A estreia de Jesse Armstrong como realizador

Apesar dos desafios físicos, a experiência na rodagem foi marcada por uma forte liderança criativa. "Mountainhead” marca a estreia de Jesse Armstrong como realizador. "Foi fantástico. Rodeou-se de produtores executivos com quem tem uma relação de longa data, com quem trabalha há muito tempo e em quem confia. E havia toda uma equipa de especialistas que o apoiava e apoiava o seu esforço criativo. Mas os instintos do Jesse eram sempre muito claros. A sua capacidade de comunicar o que queria e precisava era muito clara. Quero dizer, foi muito fácil, honestamente. E ele é sempre a pessoa mais brilhante na sala. E essa é uma qualidade adorável num realizador”, elogia Cory Michael Smith.

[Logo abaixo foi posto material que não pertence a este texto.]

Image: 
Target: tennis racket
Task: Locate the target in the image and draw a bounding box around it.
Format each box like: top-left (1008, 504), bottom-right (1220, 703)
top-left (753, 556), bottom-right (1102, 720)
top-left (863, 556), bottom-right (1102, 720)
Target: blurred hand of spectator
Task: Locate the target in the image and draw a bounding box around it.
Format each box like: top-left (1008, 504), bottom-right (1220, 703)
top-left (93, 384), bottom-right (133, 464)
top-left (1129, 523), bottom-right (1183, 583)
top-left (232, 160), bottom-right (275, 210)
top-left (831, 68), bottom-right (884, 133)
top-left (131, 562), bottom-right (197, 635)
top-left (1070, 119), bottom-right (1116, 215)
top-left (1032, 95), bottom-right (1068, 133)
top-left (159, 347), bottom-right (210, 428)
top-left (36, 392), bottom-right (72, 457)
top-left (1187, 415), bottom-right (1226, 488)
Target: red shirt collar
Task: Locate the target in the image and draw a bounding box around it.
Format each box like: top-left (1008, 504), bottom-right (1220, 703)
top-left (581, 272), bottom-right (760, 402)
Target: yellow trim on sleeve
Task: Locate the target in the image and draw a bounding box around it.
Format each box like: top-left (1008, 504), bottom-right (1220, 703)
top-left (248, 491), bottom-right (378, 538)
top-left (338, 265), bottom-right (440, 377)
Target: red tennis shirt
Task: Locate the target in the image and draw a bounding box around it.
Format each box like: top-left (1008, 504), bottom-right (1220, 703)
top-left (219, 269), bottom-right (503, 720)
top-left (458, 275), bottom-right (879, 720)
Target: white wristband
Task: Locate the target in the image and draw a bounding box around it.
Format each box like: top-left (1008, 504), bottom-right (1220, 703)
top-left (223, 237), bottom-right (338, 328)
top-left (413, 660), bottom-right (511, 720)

O que vai fazer o criador de
O que vai fazer o criador de

"Confiamos sempre no que ele estava a fazer porque, como disse o Cory, ele parecia estar sempre preparado, sempre a tentar esclarecer as ideias. Acho que é isso que tu sentes no set, queres um realizador que saiba garantir que tudo o que está no guião está realmente a acontecer de forma clara diante da câmara quando filmamos”, acrescenta Ramy Youssef.

A confiança na visão do realizador acabou por ser essencial para dar vida a um projeto que, embora pontuado por momentos de humor, não hesita em mergulhar em temas densos, inquietantes e profundamente atuais. "Mountainhead" propõe uma reflexão sobre o estado do mundo, o impacto da tecnologia e o modo como lidamos — ou escolhemos não lidar — com realidades desconfortáveis. Sob a liderança de Jesse Armstrong, o elenco encontrou espaço para explorar todas camadas com profundidade.

"Há um acesso constante a pessoas no poder"

Mountainhead
Mountainhead créditos: HBO

"Grande parte do trabalho envolveu ver imagens de coisas que estão a acontecer no mundo e ler manchetes de notícias que não parecem muito distantes. E isso foi bastante assustador. Para mim, foi muito familiar a tensão do mundo real que sinto todos os dias ao ver manchetes absolutamente devastadoras e depois andar por uma sociedade que nem sempre lida diretamente com essas manchetes. Todos nós sentimos essa dissonância cognitiva nas nossas vidas, e acho que este projeto, com certeza, colocou essa dissonância em evidência”, diz Ramy Youssef.

Para Cory Michael Smith, “vivemos num momento em que há um acesso constante a pessoas no poder ou exposição a pessoas no poder”: “Há câmaras constantemente a filmá-las. Elas estão frequentemente a falar em público, talvez mais do que deveriam. E é incrivelmente revelador ver como tantas pessoas poderosas são incompetentes. E quando se lida com ferramentas tão poderosas como a IA, isso pode ser alarmante. Por isso, viver num ambiente em que retratamos estas pessoas que têm um poder extraordinário e se comportam desta forma é perturbador", acrescenta.

"Perturbador. E, idealmente, o humor corta mesmo esse bolo perturbador. Bolo perturbador. Uma fatia bem servida para si na HBO”, remata o ator.